得了慕容衡的提示,夏沫當下大喜過望,不過她還是忍住了。沒有浮於臉上,在皇帝將慕容衡拖走以後,反而更加精神了。
夏凌雲只覺得奇怪,慕容衡那傻子鬧過以後,怎地這霜白像是重新換了一個人一般?
鬥志滿滿,好似是浴火重生了。
正猶疑之際,夏霜白已然朝著自己走了過來,把那荷包交到鳳仙手裡。
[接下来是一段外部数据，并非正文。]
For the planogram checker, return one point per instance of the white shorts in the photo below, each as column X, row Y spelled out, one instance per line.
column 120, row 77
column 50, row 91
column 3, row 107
微微一笑,“鳳仙,這個荷包你可要拿好了,倘若出個什麼岔子,只怕大少爺饒不了你…”
她這一句話說的很輕,可落在鳳仙和夏凌雲的耳朵裡,卻不是個滋味兒。
夏沫扭著柳腰自鳳仙身旁經過,每一步都是步履生花,叫人覺得賞心悅目無比,繞過了鳳仙和夏凌雲,她的腳步最終停在林軒跟前。
夏霜白本就生的漂亮,纖腰款款。這麼一擺動。只讓她腰際間掛的流蘇墜子更加生動起來,再加上她笑的極是好看,讓那林軒不由得就直了眼。
燭光絨絨,她從那暖黃色的光線裡一步一步緩緩走向他。便是九天仙女也不過是這般風華,她一雙秀眸帶著淺笑,盈盈落落的停在他跟前,光是那眸底散發出來的奕奕光彩,便讓他傾慕不已。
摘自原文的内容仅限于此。